Comme le Shift Project l’a justifié dans son plan de transformation de l’économie française, l’enjeu est surtout de faire des choix concrets et actionnables immédiatement. Sur quels secteurs devrions-nous nous attarder en premier pour travailler sur la résilience ?
Dans le bilan carbone des Français, l’alimentation, le transport et le logement arrivent en tête. Nous pouvons agir immédiatement sur le premier volet en réduisant notre consommation de viande, en supprimant les élevages intensifs ainsi qu’en rendant notre modèle agricole moins consommateur et dépendant d’énergies fossiles, d’engrais et de matériels.

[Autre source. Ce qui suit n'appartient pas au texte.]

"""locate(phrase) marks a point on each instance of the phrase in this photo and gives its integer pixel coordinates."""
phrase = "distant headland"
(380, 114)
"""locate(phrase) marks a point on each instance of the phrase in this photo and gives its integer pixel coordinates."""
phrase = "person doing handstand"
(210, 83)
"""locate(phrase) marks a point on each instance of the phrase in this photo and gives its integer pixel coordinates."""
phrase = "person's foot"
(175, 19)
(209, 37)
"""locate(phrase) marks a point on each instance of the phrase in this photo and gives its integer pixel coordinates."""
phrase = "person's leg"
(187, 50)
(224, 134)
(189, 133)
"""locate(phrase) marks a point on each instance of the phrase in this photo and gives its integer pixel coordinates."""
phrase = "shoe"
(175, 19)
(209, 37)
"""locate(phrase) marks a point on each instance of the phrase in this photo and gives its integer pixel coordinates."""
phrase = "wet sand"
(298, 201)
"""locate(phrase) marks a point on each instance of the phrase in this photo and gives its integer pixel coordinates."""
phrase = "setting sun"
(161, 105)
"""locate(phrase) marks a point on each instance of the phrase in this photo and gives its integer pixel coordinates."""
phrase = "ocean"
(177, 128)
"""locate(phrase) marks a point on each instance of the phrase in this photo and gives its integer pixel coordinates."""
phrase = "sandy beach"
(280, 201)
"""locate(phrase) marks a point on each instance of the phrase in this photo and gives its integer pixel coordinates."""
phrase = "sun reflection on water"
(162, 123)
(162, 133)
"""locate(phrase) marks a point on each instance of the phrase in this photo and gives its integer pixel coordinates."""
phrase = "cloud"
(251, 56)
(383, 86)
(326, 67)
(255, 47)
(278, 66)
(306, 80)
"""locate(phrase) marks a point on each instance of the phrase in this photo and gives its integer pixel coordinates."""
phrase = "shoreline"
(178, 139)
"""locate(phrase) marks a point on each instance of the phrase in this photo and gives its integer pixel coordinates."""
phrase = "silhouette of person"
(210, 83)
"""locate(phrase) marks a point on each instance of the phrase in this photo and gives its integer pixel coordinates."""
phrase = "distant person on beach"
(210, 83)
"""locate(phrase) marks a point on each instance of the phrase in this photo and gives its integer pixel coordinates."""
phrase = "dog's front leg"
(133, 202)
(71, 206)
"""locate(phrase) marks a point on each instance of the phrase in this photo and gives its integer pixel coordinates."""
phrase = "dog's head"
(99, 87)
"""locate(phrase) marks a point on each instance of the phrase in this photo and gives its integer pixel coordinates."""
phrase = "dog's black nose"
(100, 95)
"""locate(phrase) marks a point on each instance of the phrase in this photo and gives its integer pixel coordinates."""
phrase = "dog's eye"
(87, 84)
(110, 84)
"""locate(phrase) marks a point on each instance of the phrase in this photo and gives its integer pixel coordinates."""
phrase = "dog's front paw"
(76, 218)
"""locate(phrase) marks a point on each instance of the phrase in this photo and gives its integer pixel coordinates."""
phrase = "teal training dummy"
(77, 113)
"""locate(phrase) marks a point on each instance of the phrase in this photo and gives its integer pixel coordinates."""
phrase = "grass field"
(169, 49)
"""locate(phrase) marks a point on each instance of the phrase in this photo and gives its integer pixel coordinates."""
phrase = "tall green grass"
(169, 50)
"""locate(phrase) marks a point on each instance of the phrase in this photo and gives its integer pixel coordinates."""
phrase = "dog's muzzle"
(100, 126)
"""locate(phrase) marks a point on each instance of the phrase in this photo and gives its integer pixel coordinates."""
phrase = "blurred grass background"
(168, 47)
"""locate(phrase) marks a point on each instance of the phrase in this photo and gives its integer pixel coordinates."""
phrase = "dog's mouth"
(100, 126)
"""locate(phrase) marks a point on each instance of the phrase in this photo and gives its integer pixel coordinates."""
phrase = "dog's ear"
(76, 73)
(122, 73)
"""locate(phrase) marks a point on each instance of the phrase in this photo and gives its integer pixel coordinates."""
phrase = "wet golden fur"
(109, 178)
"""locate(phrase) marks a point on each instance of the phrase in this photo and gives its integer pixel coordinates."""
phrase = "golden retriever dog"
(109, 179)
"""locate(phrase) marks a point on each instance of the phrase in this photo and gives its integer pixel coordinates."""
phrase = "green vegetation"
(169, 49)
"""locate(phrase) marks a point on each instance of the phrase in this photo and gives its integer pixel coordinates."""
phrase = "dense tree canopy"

Sur la mobilité, les centres-villes peuvent miser sur d’autres moyens de transport pour substituer la voiture. Dans les zones rurales où cela n’est pas possible, il faudrait davantage d’aides pour passer aux voitures électriques, mais aussi encourager l’autopartage et le covoiturage.
Pour le logement, la rénovation énergétique est très intéressante car elle permet aussi de créer beaucoup d’emplois. La question est plutôt de répondre au manque de compétences et de main d’œuvre du secteur.
Les acteurs locaux doivent s’emparer de ces enjeux car eux-seuls connaissent les caractéristiques de leur territoire. Il y aura ensuite des arbitrages à faire : un petit village à la campagne pourra tenter d’agir par exemple sur la partie agriculture plutôt que sur l’alimentation. Nous avons un besoin de territorialiser cette transformation, et ne pas donner l’impression que cela viendra d’en-haut.
Le tome 3 s’attache à la manière d’organiser l’action collective et la première chose est d’adopter une démarche inclusive. N’y-a-t-il pas des limites à ces processus démocratiques ? Je pense notamment à l’enterrement du référendum sur le climat qui avait été promis par Emmanuel Macron…
Le message important que nous souhaitons faire passer est le suivant : les enjeux auxquels nous devons faire face sont tellement nouveaux que les solutions du passé ne fonctionneront pas. Nous sommes condamnés à en imaginer de nouvelles, y compris en matière de gouvernance et de concertation. Le schéma ancien selon lequel l’avis du citoyen est réservé au diagnostic plutôt qu’à la décision n’est plus adapté.
Il faut encourager les expérimentations existantes comme les conventions citoyennes territoriales ou les COP locales où les citoyens reçoivent des informations d’experts avant de contribuer à une décision collégiale pour l’avenir de son territoire. Le débat est nécessaire car les territoires sont eux-mêmes interdépendants ; la gestion de l’eau ne peut uniquement être traitée par la région ou la commune. Nous ne pourrons pas devenir résilients chacun dans son coin.